Torsten Hild leans back in the hard café chair, happy to have decided to sit outdoors. Then he talks about why he’s enjoying himself at Steneby. ‘It’s isolated out there in the countryside,’ he says, ‘surrounded by beautiful nature, and with a tempo that’s different from life in the city. The environment fosters focus and a form of creativity born from the fact that you can’t just go and buy or take care of whatever you might need.’
HDK-Valand’s programmes on the Steneby Campus attract a high proportion of foreign students. According to Hild, there are many reasons for this. One is just the place, which is often perceived as exotic. Other reasons are the programmes’ unique concentrations and the fact that the notion of Scandinavian design is still attractive.
This autumn, the Steneby Campus will be reasserting its place on the design map when the test environment officially opens and becomes a national centre of expertise in interior and furniture design. At present, the driving force is sustainability, but Hild can see other aspects that will eventually have important places in the test environment.
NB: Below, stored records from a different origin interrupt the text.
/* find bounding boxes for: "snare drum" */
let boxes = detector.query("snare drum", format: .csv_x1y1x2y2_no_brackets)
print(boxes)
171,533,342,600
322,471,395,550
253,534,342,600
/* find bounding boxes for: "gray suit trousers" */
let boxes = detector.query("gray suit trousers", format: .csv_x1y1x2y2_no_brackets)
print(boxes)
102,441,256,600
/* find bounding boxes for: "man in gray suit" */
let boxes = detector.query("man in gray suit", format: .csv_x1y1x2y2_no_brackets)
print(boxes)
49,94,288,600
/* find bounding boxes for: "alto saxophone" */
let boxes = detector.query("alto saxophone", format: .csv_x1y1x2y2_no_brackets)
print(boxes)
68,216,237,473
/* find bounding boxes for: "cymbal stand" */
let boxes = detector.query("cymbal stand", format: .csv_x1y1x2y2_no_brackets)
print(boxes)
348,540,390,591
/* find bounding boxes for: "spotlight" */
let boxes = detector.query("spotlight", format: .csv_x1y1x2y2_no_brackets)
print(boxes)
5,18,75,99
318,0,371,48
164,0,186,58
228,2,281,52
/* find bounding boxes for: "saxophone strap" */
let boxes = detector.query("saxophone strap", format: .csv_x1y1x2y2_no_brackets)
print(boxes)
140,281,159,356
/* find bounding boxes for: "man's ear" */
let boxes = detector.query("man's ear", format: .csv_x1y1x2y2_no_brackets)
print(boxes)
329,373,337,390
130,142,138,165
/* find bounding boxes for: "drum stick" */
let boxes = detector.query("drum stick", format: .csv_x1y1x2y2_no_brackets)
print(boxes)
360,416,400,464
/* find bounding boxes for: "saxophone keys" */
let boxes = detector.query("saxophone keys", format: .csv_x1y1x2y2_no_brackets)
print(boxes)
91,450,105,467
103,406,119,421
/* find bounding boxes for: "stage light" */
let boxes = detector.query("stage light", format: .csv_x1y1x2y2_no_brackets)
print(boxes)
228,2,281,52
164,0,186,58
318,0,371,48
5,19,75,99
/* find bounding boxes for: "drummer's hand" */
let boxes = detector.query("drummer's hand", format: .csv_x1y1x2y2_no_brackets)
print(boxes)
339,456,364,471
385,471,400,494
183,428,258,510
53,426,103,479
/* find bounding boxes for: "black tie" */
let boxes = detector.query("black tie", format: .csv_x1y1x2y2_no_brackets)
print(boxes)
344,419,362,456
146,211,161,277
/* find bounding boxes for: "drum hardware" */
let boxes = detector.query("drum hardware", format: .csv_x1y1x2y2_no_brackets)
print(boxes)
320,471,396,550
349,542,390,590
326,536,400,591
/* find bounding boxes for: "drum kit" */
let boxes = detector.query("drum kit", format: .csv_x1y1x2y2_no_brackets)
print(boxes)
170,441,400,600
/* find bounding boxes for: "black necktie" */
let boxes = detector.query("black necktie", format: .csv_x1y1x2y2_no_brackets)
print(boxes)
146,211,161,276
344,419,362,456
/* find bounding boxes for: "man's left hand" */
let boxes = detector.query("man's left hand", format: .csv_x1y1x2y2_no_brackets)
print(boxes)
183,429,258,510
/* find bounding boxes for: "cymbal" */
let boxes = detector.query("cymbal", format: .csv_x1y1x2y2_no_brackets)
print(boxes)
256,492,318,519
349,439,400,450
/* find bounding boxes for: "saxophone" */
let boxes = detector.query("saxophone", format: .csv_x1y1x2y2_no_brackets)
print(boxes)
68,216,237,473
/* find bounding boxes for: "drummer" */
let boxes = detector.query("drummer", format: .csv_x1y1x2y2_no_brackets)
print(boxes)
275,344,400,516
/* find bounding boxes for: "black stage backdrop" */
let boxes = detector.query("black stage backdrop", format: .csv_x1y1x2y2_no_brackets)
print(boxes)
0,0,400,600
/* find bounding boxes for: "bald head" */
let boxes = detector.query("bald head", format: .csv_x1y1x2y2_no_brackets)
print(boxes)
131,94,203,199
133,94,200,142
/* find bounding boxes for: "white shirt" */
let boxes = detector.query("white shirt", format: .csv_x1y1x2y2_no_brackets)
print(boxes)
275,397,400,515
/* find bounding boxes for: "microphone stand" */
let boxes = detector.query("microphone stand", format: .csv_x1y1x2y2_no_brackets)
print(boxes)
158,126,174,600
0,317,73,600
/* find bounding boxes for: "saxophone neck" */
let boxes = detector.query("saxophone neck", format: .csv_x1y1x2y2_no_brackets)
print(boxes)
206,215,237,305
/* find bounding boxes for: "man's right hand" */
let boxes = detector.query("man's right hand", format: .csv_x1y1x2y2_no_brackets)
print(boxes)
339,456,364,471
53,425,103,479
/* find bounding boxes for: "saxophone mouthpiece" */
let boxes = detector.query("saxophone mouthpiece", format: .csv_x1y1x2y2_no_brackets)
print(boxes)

‘Practical making has also been shown to be good for our health,’ he notes. ‘There are lots of questions and ideas to explore in which making, interior architecture and furniture design can contribute to our well-being.’
By Åsa Rehnström
More about the test environment
The project to start a test environment within wood for the furniture and interior design industry is owned by Mötesplats Steneby, in collaboration with HDK-Valand Campus Steneby.
Mötesplats Steneby is a collaboration hub, an idea developer and generator for the creative and cultural industries in Dalsland, commissioned by the Västra Götaland regionen.